Dans le rapport de l’année dernière, nous avons conclu que le Ministère devait fournir au Parlement une meilleure information sur les résultats obtenus par le Programme. L’évaluation des effets du Programme sur la création d’emplois devait être effectuée avec plus de rigueur. Une meilleure information financière était également requise. La différence vient du fait que le Ministère n’avait pas inclus de provision pour perte sur prêts dans son rapport annuel.

Le projet de loi C-53 répond-il à toutes nos préoccupations?

La Loi prévoit un examen en profondeur du Programme dans cinq ans et, par la suite, tous les cinq ans. Nous croyons qu’il s’agit d’une mesure pertinente. Cependant, l’utilité de cet examen sera sérieusement amoindrie s’il n’y a pas d’énoncé clair des résultats escomptés pour le programme. Nous voyons d’un bon oeil le développement d’un cadre d’évaluation pour le Programme et, en particulier, les indicateurs de performance proposés. Il s’agira maintenant pour le Ministère d’amasser l’information nécessaire à leur application. Néanmoins, si les attentes à l’égard du rendement ne sont pas clairement établies à l’avance, il sera difficile de dire si le Programme obtient vraiment les résultats escomptés.

Le Ministère a indiqué dans le rapport qu’il a publié en 1997-1998 sur la Loi sur les prêts aux petites entreprises qu’il fera un rapprochement entre les recettes et les coûts liés aux prêts consentis pour une période de prêts donnée, et qu’il communiquera les résultats dans ses prochains rapports annuels. Cette démarche constituera une amélioration de la qualité de l’information financière communiquée au Parlement. La communication de l’information financière pourrait être améliorée davantage si le Ministère incluait une provision pour perte sur prêts dans ses rapports sur le Programme.

Le Ministère convient avec nous que des méthodes plus rigoureuses sont nécessaires pour évaluer les répercussions sur l’emploi des garanties de prêts du Programme. Nous reconnaissons qu’il est difficile d’obtenir des chiffres précis, et nous encourageons le Ministère à poursuivre ses efforts en vue d’améliorer son approche. En particulier, à l’avenir, il doit faire preuve de soin lorsqu’il rapporte au Parlement le nombre d’emplois créés.

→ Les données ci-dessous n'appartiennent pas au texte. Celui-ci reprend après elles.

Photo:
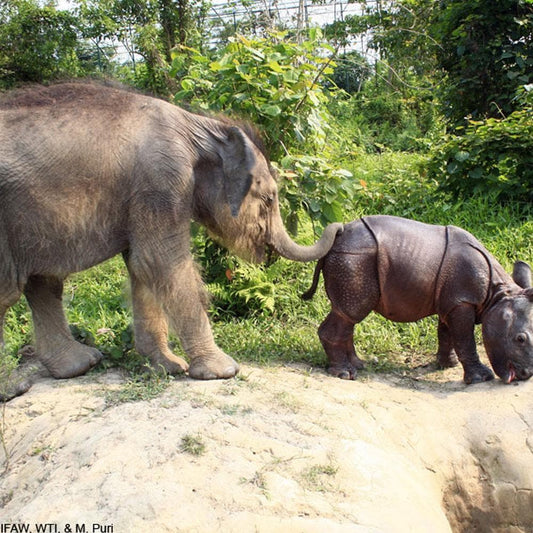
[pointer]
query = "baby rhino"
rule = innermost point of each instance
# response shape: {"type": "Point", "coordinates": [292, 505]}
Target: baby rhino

Questions que le Comité voudra peut-être examiner

En résumé, il y a plusieurs questions que le Comité voudra peut-être examiner avec le Ministère. Premièrement, le Ministère n’a pas encore clairement défini ses attentes à l’égard du Programme de prêts aux petites entreprises. Ces attentes constitueraient le fondement de la conception et de la gestion du Programme et d’une reddition de comptes adéquate au Parlement. En particulier, le Ministère n’a pas encore établi d’objectifs clairs concernant l’effet d’accroissement des prêts consentis au titre de la LPPE.

Deuxièmement, à notre avis, on ne sait pas encore s’il est possible de réaliser l’objectif de recouvrer pleinement les coûts. De plus, le Comité voudra peut-être demander aux représentants du Ministère comment ils se sont assurés de pouvoir concilier l’objet de la Loi — accroître l’accès au financement — et le recouvrement des coûts surtout pendant les périodes de ralentissement économique.

Troisièmement, le Comité voudra peut-être demander au Ministère quelles ont été, dans le cadre de sa revue, les lacunes identifiées concernant le financement disponible aux petites entreprises et de quelle façon ces lacunes seront considérées. Comme je l’ai mentionné, cette question est étroitement liée à la question des résultats qui sont escomptés pour le Programme.

En outre, il est toujours nécessaire que le Ministère se dote d’outils appropriés pour surveiller le risque associé au portefeuille, tout comme il est nécessaire qu’il communique toute l’information sur le rendement au Parlement en se fondant sur un énoncé clair des résultats escomptés.

Madame la Présidente, voilà qui conclut mon commentaire d’introduction. Nous serons heureux de répondre aux questions du Comité. Merci.